Key Points:
- MEGA, a CRISPR-based system targeting messenger RNA (mRNA), offers precise and reversible cell therapies.
- Developed by Stanford University researchers, MEGA utilizes Cas13d to cut mRNA, avoiding permanent changes to DNA.
- The system enables simultaneous targeting of multiple genes and rejuvenates exhausted T cells in CAR-T therapy.
- Experts acknowledge MEGA’s potential in advancing cell therapies but highlight concerns about potential immune responses.
A new CRISPR-based system, published in Cell, offers a more precise and reversible approach to cell therapies by targeting a cell’s short-lived messenger RNA (mRNA) instead of DNA. Developed by a team led by bioengineer Stanley Qi and immunologist Crystal Mackall at Stanford University, the MEGA (multiplexed effector guide arrays) system holds promise for designing cell therapies and understanding gene interactions.
Traditional CRISPR systems, known for their permanent alterations to DNA, can pose safety concerns and inefficiencies.

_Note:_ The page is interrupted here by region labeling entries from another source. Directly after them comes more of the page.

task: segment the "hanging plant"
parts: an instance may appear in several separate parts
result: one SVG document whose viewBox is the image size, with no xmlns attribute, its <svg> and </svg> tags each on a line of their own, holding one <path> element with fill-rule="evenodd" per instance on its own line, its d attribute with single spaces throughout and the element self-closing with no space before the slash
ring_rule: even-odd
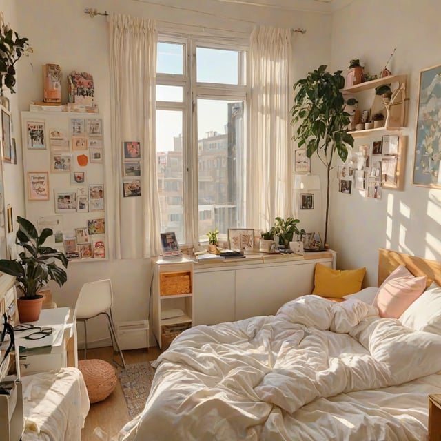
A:
<svg viewBox="0 0 441 441">
<path fill-rule="evenodd" d="M 0 12 L 0 94 L 3 92 L 3 86 L 11 93 L 15 93 L 15 63 L 22 55 L 32 52 L 28 41 L 27 38 L 20 38 L 15 31 L 5 24 L 3 12 Z"/>
</svg>

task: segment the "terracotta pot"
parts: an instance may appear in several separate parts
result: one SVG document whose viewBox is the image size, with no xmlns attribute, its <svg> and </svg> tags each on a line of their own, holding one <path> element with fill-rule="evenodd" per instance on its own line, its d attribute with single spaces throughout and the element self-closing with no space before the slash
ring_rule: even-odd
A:
<svg viewBox="0 0 441 441">
<path fill-rule="evenodd" d="M 17 299 L 19 310 L 19 318 L 21 323 L 35 322 L 40 317 L 41 306 L 44 300 L 44 296 L 38 295 L 36 298 L 26 298 L 20 297 Z"/>
</svg>

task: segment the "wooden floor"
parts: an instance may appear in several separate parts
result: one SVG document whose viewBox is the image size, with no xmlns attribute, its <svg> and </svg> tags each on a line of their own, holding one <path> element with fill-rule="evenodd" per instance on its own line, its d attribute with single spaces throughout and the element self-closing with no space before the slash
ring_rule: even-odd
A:
<svg viewBox="0 0 441 441">
<path fill-rule="evenodd" d="M 123 351 L 126 365 L 139 363 L 143 361 L 156 360 L 161 353 L 160 349 L 151 347 L 147 351 L 143 349 L 132 349 Z M 99 358 L 109 362 L 112 362 L 113 349 L 112 347 L 100 347 L 88 349 L 88 358 Z M 119 356 L 115 354 L 115 359 L 119 361 Z M 84 358 L 84 351 L 78 351 L 79 360 Z M 95 428 L 99 427 L 109 435 L 109 439 L 118 433 L 119 429 L 129 421 L 125 399 L 123 395 L 119 382 L 115 390 L 103 401 L 90 404 L 90 410 L 85 420 L 84 429 L 81 432 L 81 441 L 98 441 L 94 435 Z"/>
</svg>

MEGA addresses these issues by utilizing Cas13d, an RNA-cutting enzyme, instead of the DNA-cutting Cas9. This approach avoids permanent changes to DNA and minimizes the risk of off-target effects.
MEGA works by directing Cas13d to target mRNA molecules, which are short-lived in cells. By cutting the mRNA, MEGA effectively turns off the associated gene’s expression, allowing for precise control over gene activity. The system can simultaneously target multiple genes, shutting down the production of up to ten proteins.
One application of MEGA addresses T-cell exhaustion, a limitation of CAR-T therapy where T cells become less effective after repeated activation. Researchers used MEGA to target mRNA molecules involved in exhaustion-related cellular functions, rejuvenating exhausted T cells and enhancing their ability to shrink tumors in mice.
Additionally, MEGA offers a tunable approach to gene expression control. Researchers can precisely modulate mRNA levels by designing Cas13d variants activated by specific triggers, such as antibiotics, providing insights into how different gene combinations influence cellular functions.
Experts in the field, including systems biologist Jonathan Gootenberg and immunologist Joseph Fraietta, recognize the potential of MEGA in advancing cell therapies. Gootenberg highlights the system’s ability to tune RNA transcripts, which is especially beneficial for cell therapies. Fraietta acknowledges MEGA’s potential to open new avenues for gene editing in CAR T cells but cautions about potential immune responses due to continuous high levels of Cas13d.
Qi and Mackall emphasize MEGA’s capacity to elucidate gene interactions by varying mRNA levels, shedding light on complex cellular functions.